Your reading language — what LeadHunter translates inbound text into — is your User-level communication language. It’s independent of the UI language, so you can run the dashboard in English while writing to and reading from accounts in Spanish.

Override the languages for one conversation

Section titled “Override the languages for one conversation”

The resolved direction shows as an editable From → To at the top of the composer. The two fields are pre-filled from the chain above, but you can change either one — type any language or pick a common one from the dropdown, and use the swap button to flip the direction. The override drives both the AI drafts and the type-&-translate output for this conversation only; it isn’t saved. Switch to another conversation (or refresh) and you’re back to the resolved languages, and a reset link restores them at any time. Use it for a one-off — say this lead’s account language is detected as Spanish but you happen to know they prefer English. To make the change stick for every future message, edit the account’s language (or the campaign / product / your own default) instead.

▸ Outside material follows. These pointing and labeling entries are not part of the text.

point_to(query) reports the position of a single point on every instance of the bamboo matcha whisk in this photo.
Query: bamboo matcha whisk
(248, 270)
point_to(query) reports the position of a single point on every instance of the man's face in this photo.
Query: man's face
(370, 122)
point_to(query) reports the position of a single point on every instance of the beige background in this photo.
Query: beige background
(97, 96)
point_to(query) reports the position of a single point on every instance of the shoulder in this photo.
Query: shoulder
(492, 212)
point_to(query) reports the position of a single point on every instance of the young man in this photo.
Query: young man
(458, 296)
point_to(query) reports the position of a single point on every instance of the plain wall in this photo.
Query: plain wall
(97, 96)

Logging a message as sent advances the pipeline automatically:

  • Outbound sent → campaign-account outreach_status becomes sent (or bounced/responded), and the dashboard funnel counts the account as initiated.
  • First outbound on a prospect account → account-level status advances to contacted with source: campaign_outreach in the audit trail.
  • Inbound paste → campaign-account outreach_status becomes responded; the dashboard funnel counts the account as a response, cohort-attributed back to the original initiation date.

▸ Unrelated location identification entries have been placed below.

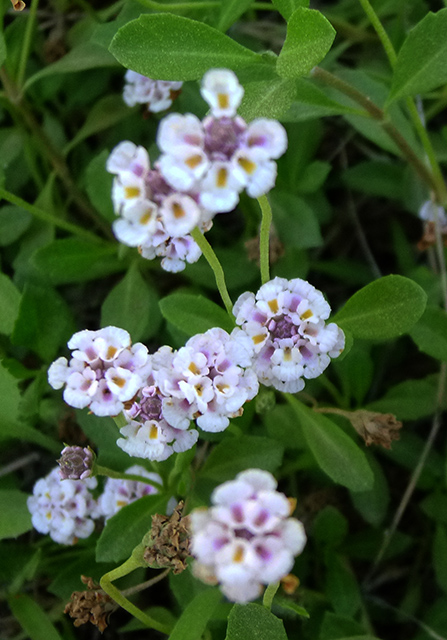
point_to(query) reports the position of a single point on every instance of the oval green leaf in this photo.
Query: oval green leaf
(335, 452)
(414, 74)
(384, 309)
(309, 37)
(170, 47)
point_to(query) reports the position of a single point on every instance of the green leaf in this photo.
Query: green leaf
(192, 623)
(72, 260)
(309, 37)
(254, 622)
(127, 528)
(9, 307)
(44, 322)
(107, 112)
(384, 309)
(237, 454)
(267, 98)
(16, 518)
(85, 56)
(287, 7)
(430, 333)
(335, 452)
(169, 47)
(230, 11)
(422, 60)
(132, 305)
(194, 314)
(33, 620)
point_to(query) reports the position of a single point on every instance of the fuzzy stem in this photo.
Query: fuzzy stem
(106, 585)
(264, 238)
(269, 594)
(215, 265)
(110, 473)
(31, 19)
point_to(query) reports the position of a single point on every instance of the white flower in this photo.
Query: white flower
(221, 89)
(246, 539)
(64, 509)
(286, 324)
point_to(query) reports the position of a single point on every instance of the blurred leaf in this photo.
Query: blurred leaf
(44, 322)
(294, 220)
(107, 112)
(414, 74)
(254, 622)
(33, 620)
(384, 309)
(72, 260)
(234, 455)
(14, 221)
(230, 12)
(126, 529)
(99, 185)
(430, 333)
(335, 452)
(132, 305)
(85, 56)
(309, 37)
(192, 623)
(194, 314)
(170, 47)
(9, 307)
(16, 519)
(287, 7)
(267, 98)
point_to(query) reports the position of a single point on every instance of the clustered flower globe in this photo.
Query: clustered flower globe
(201, 171)
(246, 539)
(157, 95)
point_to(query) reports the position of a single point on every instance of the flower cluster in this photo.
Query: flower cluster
(119, 493)
(208, 380)
(246, 539)
(156, 94)
(201, 171)
(105, 370)
(285, 321)
(65, 509)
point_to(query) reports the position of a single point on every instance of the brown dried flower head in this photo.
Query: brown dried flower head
(92, 605)
(168, 541)
(376, 428)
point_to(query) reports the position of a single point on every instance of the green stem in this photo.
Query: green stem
(215, 265)
(110, 473)
(269, 594)
(48, 217)
(106, 585)
(264, 238)
(379, 115)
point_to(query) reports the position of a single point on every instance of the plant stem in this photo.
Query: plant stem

All forward-only. Already-customer accounts don’t regress when you log a follow-up; a second outbound doesn’t re-fire the prospect → contacted promotion.

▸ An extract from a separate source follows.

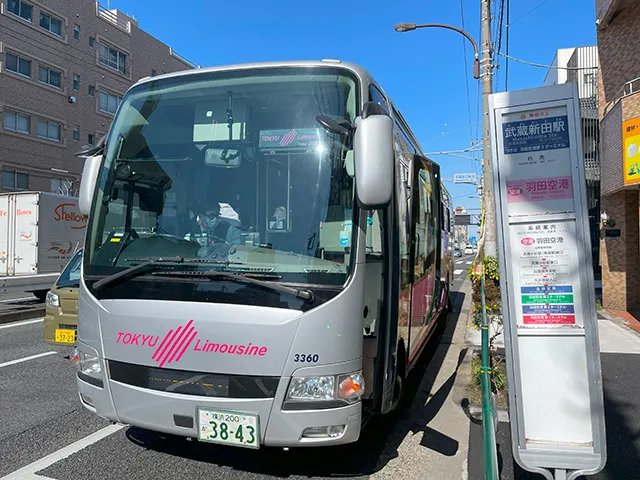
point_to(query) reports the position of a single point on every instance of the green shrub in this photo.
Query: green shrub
(498, 376)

Drafts (status='draft') don’t fire any of this. They’re scratch space — useful while you iterate, but they don’t move the funnel until you flip them to sent.

The auto-promotion model assumes you initiate, then they reply — the common outbound case. For inbound-acquired accounts (Adwords form-fill, Instagram DM, referral), the account is created with an acquisition_channel and starts at status: contacted automatically before any message is logged. See Track inbound leads.

When the first message on such an account is your reply rather than their initial reach-out, log their initial message as an Inbound paste first (with the right sent_at), then your reply as AI continue or Type & translate. The funnel attribution works correctly either way — initiation is your first outbound, response is their first inbound; their original outreach pre-dating LeadHunter doesn’t count as a response.

Two layers of opt-out apply to outbound message logging:

  • Blanket DNC — outbound to a status='do_not_contact' account is blocked on every campaign goal. The UI shows a clear error and points at the account’s status history so the operator can see when and why the flag was set. No override.
  • Per-purpose DNC — outbound is blocked when the campaign’s goal is in the account’s do_not_contact_purposes list. An account that opted out of sales can still receive research interview asks or press pitches; an account that opted out of press can still receive sales messages. The list is the GDPR / CASL-shaped consent surface, distinct from the blanket flag. Recorded via POST /api/accounts/{id}/record-dnc/ (or whichever UI control surfaces it). See Account → Per-purpose opt-outs.

Other relationship-type guardrails (competitor, personal_network, soft blocks like supplier/investor/press/analyst/candidate) only apply to campaign bulk-add — not to logging individual messages on accounts already in a campaign. The rationale: if it’s in the campaign, it cleared the bulk-add filters.

  • Log a conversation — the operator-side walkthrough with a worked outbound → reply → continue example.
  • Campaign — the language-resolution chain in full, plus the outreach guardrails.
  • Account — the row whose lifecycle status the message log moves.